来源:市场资讯
(来源:用益研究)
周末拜读了李寿双律师关于红筹架构的一点分享,颇有感触。
对于信托债务隔离问题,红筹真正值得借鉴的或许不是具体架构本身,而是它所经历的发展过程:
在规则尚未完全明确、司法实践尚不充分的时候,如何设计创新法律结构以实现客户真实的商业需求,并且阶段性获得监管默许及市场认可。
这一点,对于今天的信托业务,尤其是债务隔离问题,具有一定启发意义。
01 法律没有给出标准答案时,市场会主动寻找答案
当年做红筹的时候,并没有成熟先例可供参考,而是在市场参与者努力下,共同完成的制度创新,并且,经过律师、投行、会计师、监管机构以及企业家的不断探索,最终形成了一套相对成熟的市场实践。
回过头来看,信托的债务隔离问题似乎也面临类似处境,二者当然不是同一种制度,但在“规则尚未给出明确答案”这一点上,却有相似之处。
关于债务隔离问题,目前我国司法实践中的公开案例十分有限,《信托法》也没有直接告诉市场:满足A、B、C、D,即可实现债务隔离。
法律能够明确告诉我们的只有两个原则:一是信托财产独立;二是信托财产与委托人财产相区分。但具体边界在哪里,却并不十分清晰。
于是市场实际上也在通过不断实践,寻找更加稳健、更具解释力的结构设计,例如:非自益信托安排;多受益人结构设计;不可撤销信托机制;对委托人保留权利进行适当限制等。
这些设计背后的逻辑其实高度一致,证明信托财产已经真正脱离委托人控制,而不只是形式上的转移。
有趣的问题是:未来信托领域会不会也像当年的红筹市场一样,逐渐形成一套市场共识版本?即:行业经过长期实践后,形成一套被法院、监管机构以及市场主体共同认可的隔离标准。
如果真的出现这样一套标准,那么信托的债务隔离问题,或许也将从个案争议逐步走向规则确定。
02 形式与实质之间的张力
这些年,围绕红筹的争议从未停止,支持者强调的是在规则层面上架设境外主体控制境内公司进而上市的可行和自洽,而质疑者关注的则是实质层面的问题,到底是不是为了规避监管、为了转移资金。
从某种意义上说,信托债务隔离争议所面临的也是类似的问题,真正引发讨论的往往并不是信托是否有效成立,而是更为实质的问题:信托财产是否真正脱离了委托人?
如果财产已经转入信托,但委托人仍然保留撤销权、保留投资决策权、可以随时更换受托人甚至受益人,或者本身就是主要受益人,那么债权人自然会提出疑问:这些财产究竟已经成为独立的信托财产,还是仅仅换了一种持有形式?法律是否应当赋予信托财产完全独立于其个人债务的地位?

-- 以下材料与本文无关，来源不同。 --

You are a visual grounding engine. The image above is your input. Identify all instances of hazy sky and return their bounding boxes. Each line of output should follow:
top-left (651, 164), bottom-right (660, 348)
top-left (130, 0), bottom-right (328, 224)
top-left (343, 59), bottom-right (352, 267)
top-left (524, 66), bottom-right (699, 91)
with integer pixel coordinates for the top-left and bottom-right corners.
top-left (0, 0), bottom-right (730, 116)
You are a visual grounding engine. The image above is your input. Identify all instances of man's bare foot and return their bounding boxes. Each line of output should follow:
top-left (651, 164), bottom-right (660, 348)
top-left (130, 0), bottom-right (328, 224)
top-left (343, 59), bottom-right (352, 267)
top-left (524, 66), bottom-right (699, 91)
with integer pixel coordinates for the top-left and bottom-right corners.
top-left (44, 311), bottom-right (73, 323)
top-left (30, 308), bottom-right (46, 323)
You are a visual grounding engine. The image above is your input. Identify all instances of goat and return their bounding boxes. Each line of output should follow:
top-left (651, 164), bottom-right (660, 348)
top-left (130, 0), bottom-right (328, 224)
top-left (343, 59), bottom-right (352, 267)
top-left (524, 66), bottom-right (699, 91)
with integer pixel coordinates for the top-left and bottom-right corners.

未来信托债务隔离争议的焦点,并不当然会是信托的成立和生效,而更可能是委托人是否真正放弃了对财产的控制,如果法律上的形式安排与现实中的控制关系发生分离时,法律应当尊重形式还是穿透至实质。
03 为什么信托债务隔离问题迟迟难以形成共识
红筹与信托有一个重要区别,那就是它们背后的利益主体完全不同。
红筹背后往往是大型互联网企业、科技企业或跨境经营企业,涉及就业、税收、科技创新、国际竞争、资本市场发展等,因此每一次监管政策调整,都会引发广泛讨论。
原因并不仅仅是法律问题复杂,更因为利益足够巨大;利益越大,参与讨论的人越多;讨论越充分,规则形成也越快。
而信托则不同,背后更多是自然人个体,即使资产规模达到数千万乃至上亿元,对于宏观经济而言影响仍然相对有限。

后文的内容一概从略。